Queen Latifah returned home to Newark on Tuesday, warmly welcomed by fans, family and public officials at a groundbreaking ceremony for a mixed-use project she is partnering with local developers to build on a block with a troubled past.

“I was born here, St. Michael’s Hospital, so this is definitely my home,” said Latifah, 52, who spent some of her early years in neighboring East Orange and Irvington. But getting back to Newark, she added, “This is where Sarah Vaughn is from, so I’m proud to be from here.”

Latifah, an award-winning rapper, singer, and actor who stars in “The Equalizer” on CBS, appeared before a crowd of about 150 people gathered at the site of the RISE mixed-use project between Springfield and 19th Avenues, west of 16th Street, near the boundary of Central and West wards.

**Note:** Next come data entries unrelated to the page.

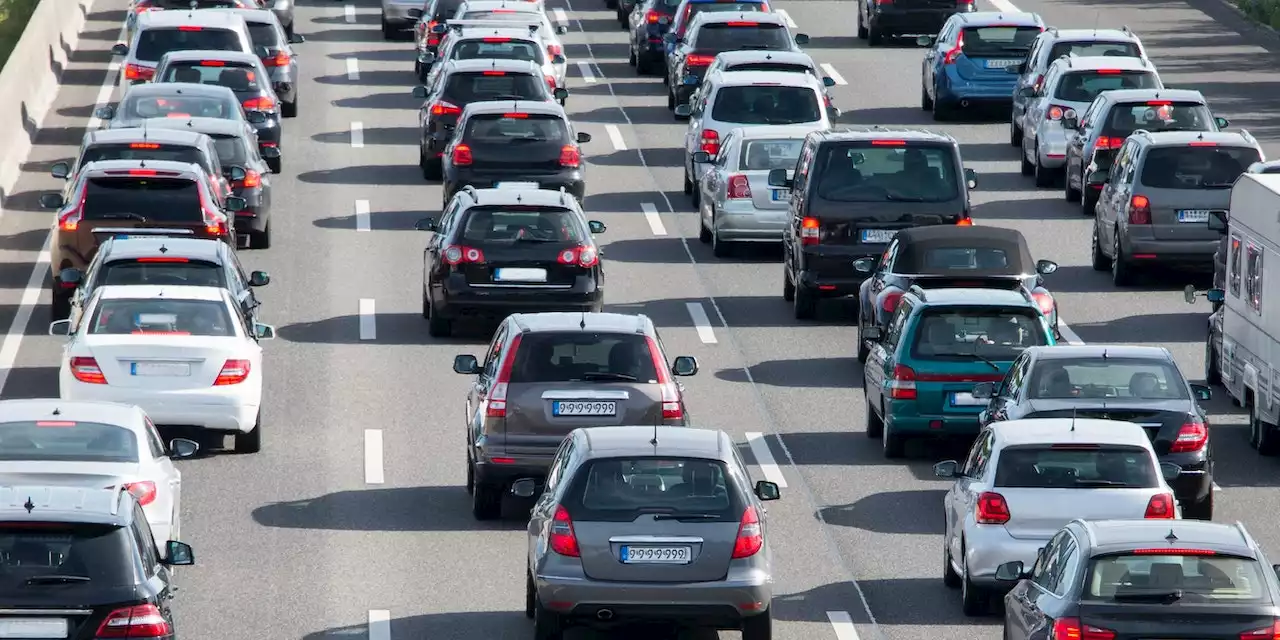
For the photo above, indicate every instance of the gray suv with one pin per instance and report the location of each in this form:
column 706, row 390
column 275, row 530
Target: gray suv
column 1157, row 199
column 649, row 524
column 547, row 374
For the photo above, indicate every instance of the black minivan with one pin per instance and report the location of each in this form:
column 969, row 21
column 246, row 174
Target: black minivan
column 851, row 191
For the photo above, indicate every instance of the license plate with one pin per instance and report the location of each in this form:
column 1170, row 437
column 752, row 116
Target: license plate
column 657, row 554
column 160, row 369
column 584, row 408
column 520, row 274
column 33, row 627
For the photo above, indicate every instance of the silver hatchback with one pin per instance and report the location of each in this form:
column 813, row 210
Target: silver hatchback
column 648, row 524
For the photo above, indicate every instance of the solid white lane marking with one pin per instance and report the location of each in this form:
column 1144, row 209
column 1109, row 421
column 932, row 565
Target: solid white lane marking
column 702, row 323
column 650, row 215
column 764, row 458
column 616, row 137
column 379, row 625
column 361, row 215
column 373, row 470
column 357, row 135
column 368, row 320
column 832, row 73
column 842, row 624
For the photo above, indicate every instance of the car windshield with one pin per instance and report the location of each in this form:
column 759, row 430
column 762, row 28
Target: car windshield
column 908, row 173
column 976, row 333
column 159, row 316
column 620, row 489
column 1164, row 574
column 67, row 440
column 1196, row 167
column 584, row 356
column 1075, row 466
column 773, row 104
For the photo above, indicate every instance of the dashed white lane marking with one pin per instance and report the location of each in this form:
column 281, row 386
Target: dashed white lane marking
column 361, row 215
column 702, row 323
column 650, row 215
column 616, row 137
column 373, row 472
column 357, row 135
column 368, row 320
column 379, row 625
column 832, row 73
column 764, row 458
column 842, row 624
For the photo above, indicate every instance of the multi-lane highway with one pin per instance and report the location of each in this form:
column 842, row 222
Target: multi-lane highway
column 353, row 517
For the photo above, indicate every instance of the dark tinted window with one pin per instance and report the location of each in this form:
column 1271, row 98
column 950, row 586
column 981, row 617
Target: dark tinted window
column 155, row 199
column 59, row 440
column 773, row 104
column 155, row 42
column 620, row 489
column 1194, row 167
column 915, row 173
column 1075, row 467
column 571, row 356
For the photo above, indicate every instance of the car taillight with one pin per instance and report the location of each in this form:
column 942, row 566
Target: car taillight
column 1139, row 210
column 86, row 370
column 750, row 536
column 992, row 510
column 1192, row 437
column 141, row 621
column 561, row 534
column 737, row 188
column 901, row 384
column 234, row 371
column 496, row 403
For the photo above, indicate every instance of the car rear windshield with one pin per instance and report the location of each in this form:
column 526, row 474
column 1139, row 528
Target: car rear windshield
column 887, row 173
column 731, row 36
column 103, row 553
column 976, row 333
column 767, row 104
column 583, row 356
column 174, row 272
column 67, row 440
column 1187, row 577
column 154, row 316
column 1107, row 378
column 1086, row 86
column 997, row 41
column 155, row 42
column 470, row 87
column 762, row 155
column 156, row 200
column 620, row 489
column 1196, row 167
column 1077, row 466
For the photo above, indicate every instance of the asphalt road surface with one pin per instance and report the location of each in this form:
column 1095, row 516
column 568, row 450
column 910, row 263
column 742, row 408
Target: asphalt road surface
column 353, row 519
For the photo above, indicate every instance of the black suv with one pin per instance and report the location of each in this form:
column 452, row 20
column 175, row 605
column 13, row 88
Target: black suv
column 853, row 190
column 82, row 563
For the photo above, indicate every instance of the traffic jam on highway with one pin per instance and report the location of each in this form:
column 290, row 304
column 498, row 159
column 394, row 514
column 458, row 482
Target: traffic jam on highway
column 1079, row 503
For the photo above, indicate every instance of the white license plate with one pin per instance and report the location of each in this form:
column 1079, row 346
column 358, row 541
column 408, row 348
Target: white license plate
column 657, row 554
column 160, row 369
column 33, row 627
column 585, row 408
column 520, row 274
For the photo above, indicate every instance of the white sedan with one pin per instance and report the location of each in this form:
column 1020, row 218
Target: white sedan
column 186, row 355
column 100, row 444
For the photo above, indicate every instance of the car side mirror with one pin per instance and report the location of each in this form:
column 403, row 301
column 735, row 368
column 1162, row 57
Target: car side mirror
column 178, row 554
column 466, row 365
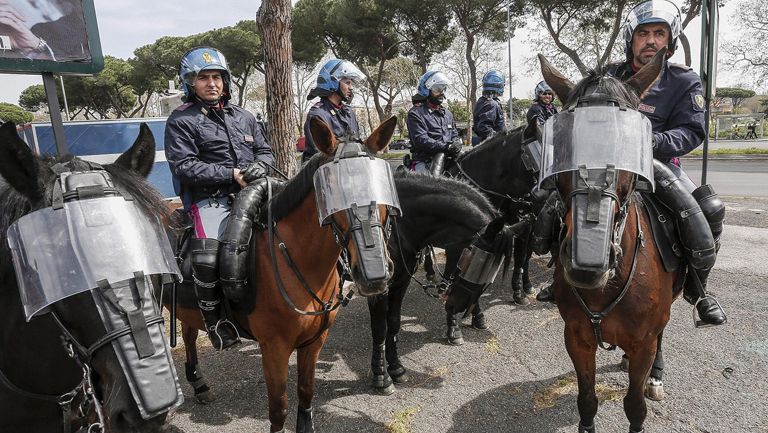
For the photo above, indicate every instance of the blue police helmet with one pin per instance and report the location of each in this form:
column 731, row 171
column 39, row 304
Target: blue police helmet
column 493, row 81
column 433, row 80
column 653, row 11
column 202, row 59
column 335, row 70
column 541, row 88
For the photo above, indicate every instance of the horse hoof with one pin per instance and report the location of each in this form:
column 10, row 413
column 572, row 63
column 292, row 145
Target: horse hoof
column 624, row 364
column 205, row 397
column 387, row 390
column 521, row 300
column 654, row 389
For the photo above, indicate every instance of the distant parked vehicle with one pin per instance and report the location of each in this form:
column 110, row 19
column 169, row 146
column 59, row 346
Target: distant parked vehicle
column 401, row 144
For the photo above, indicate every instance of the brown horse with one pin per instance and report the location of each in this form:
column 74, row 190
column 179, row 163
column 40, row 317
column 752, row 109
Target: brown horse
column 627, row 302
column 279, row 327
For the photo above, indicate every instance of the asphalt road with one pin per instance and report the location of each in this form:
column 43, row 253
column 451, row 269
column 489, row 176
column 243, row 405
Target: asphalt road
column 517, row 377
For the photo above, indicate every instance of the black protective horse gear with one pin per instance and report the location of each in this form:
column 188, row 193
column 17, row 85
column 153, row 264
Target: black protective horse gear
column 543, row 232
column 547, row 294
column 709, row 310
column 256, row 170
column 454, row 332
column 236, row 238
column 204, row 255
column 695, row 234
column 437, row 166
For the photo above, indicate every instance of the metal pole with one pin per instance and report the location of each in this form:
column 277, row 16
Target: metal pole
column 55, row 110
column 509, row 56
column 64, row 95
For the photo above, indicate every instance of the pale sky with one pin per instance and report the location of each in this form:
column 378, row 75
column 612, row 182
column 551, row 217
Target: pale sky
column 125, row 25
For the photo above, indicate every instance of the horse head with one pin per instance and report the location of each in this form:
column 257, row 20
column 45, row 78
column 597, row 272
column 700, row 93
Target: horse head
column 356, row 197
column 489, row 252
column 90, row 365
column 598, row 151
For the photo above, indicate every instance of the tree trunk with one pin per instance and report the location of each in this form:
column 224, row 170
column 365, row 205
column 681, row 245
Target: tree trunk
column 274, row 20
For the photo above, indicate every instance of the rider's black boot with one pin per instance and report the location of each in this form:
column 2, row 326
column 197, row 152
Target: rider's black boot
column 454, row 332
column 547, row 294
column 204, row 254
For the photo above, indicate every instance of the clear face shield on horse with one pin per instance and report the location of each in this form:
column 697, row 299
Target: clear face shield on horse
column 594, row 144
column 93, row 240
column 358, row 184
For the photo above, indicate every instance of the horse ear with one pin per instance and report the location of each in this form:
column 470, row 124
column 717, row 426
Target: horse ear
column 18, row 165
column 380, row 137
column 556, row 80
column 647, row 76
column 141, row 156
column 322, row 136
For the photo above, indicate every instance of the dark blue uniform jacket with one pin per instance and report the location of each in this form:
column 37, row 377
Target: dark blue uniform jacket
column 540, row 112
column 675, row 107
column 342, row 121
column 488, row 117
column 431, row 130
column 203, row 146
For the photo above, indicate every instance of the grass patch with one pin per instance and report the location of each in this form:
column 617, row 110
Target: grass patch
column 747, row 151
column 401, row 422
column 492, row 346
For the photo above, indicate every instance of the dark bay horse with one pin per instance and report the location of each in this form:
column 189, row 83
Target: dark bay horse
column 38, row 378
column 438, row 211
column 498, row 168
column 310, row 282
column 628, row 304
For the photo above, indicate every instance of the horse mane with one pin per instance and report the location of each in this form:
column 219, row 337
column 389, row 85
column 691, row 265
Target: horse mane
column 291, row 194
column 14, row 205
column 599, row 81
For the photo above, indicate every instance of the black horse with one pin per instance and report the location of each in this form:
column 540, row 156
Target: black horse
column 42, row 387
column 437, row 211
column 498, row 168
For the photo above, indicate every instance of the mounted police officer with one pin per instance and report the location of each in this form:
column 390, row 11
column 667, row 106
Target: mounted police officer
column 675, row 107
column 214, row 149
column 542, row 108
column 488, row 116
column 335, row 87
column 431, row 128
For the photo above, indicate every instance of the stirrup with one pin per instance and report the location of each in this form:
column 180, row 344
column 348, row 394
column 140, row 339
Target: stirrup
column 214, row 330
column 697, row 322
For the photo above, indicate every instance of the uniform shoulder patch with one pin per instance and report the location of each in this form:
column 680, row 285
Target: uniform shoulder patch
column 680, row 66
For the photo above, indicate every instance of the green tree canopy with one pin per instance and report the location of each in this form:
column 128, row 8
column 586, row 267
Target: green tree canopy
column 14, row 113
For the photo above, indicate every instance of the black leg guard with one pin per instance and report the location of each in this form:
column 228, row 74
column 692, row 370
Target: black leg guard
column 543, row 231
column 454, row 332
column 304, row 422
column 698, row 243
column 204, row 254
column 709, row 310
column 234, row 244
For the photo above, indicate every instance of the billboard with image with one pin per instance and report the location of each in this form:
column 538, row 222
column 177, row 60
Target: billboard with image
column 58, row 36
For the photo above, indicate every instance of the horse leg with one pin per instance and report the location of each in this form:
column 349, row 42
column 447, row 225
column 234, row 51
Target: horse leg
column 203, row 393
column 582, row 353
column 377, row 308
column 306, row 366
column 640, row 361
column 654, row 389
column 274, row 362
column 395, row 368
column 520, row 252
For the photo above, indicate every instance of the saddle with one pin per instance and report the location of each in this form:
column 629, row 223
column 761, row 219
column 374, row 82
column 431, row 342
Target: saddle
column 666, row 237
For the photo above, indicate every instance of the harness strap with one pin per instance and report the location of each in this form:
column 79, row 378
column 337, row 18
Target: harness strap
column 597, row 318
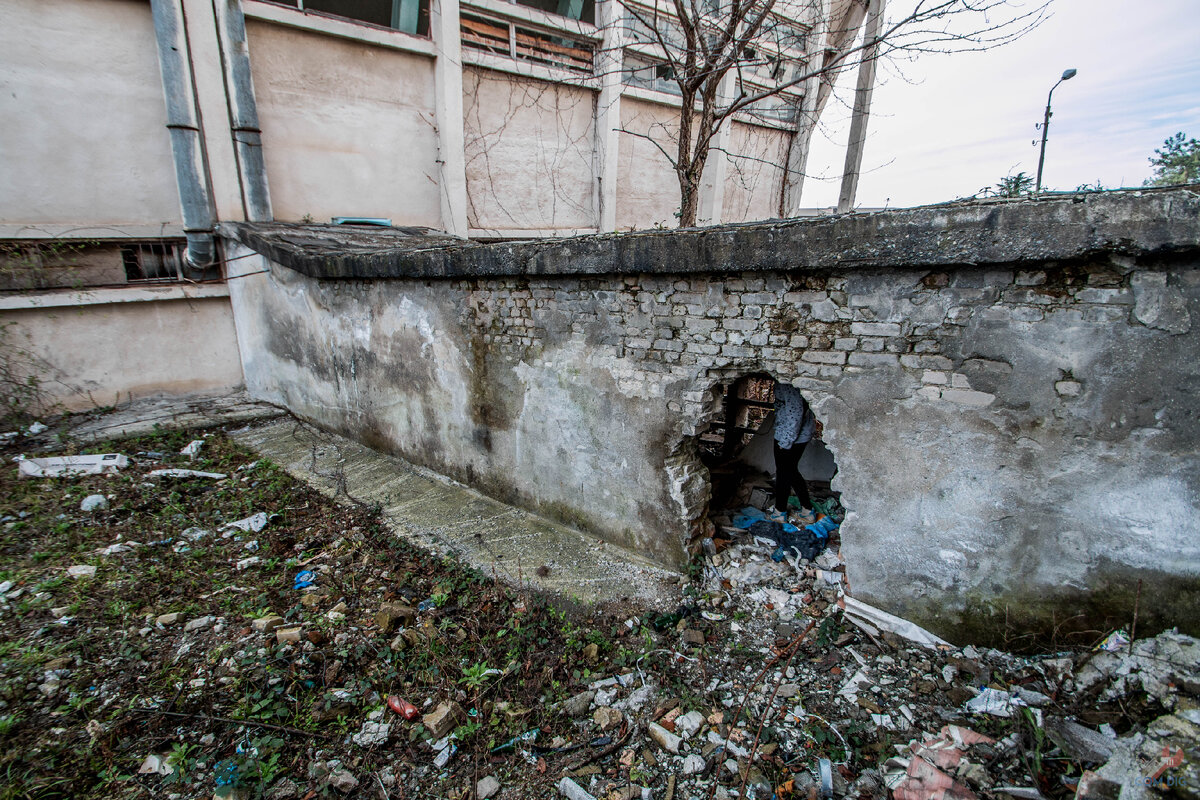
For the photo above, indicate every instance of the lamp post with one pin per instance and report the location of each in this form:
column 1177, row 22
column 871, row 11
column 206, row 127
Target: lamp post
column 1045, row 125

The project will include 60 two- and three-bedroom market-rate apartments in four townhouse clusters, and 16 affordable units in a separate building. It will also have space for healthcare or other professional offices and nonprofit organizations.

Rent for the market-rate units will start at around $1,800 a month, said officials of GonSosa Development, the company headed by Alberto and Yacinda Goncalves and Ricardo Sosa that is partnering with Latifah’s development company, Blue Sugar, on the project. Blue Sugar’s CEO is her longtime friend and fellow Newarker Tammy Hammond.

Construction began this winter on the first phase of the project, a dozen market-rate apartments in a three-story building designed to look like a townhouse cluster, which is expected to be completed this summer. Additional phases will be finished gradually, including the affordable units sometime in 2023, with the entire project done by early 2024.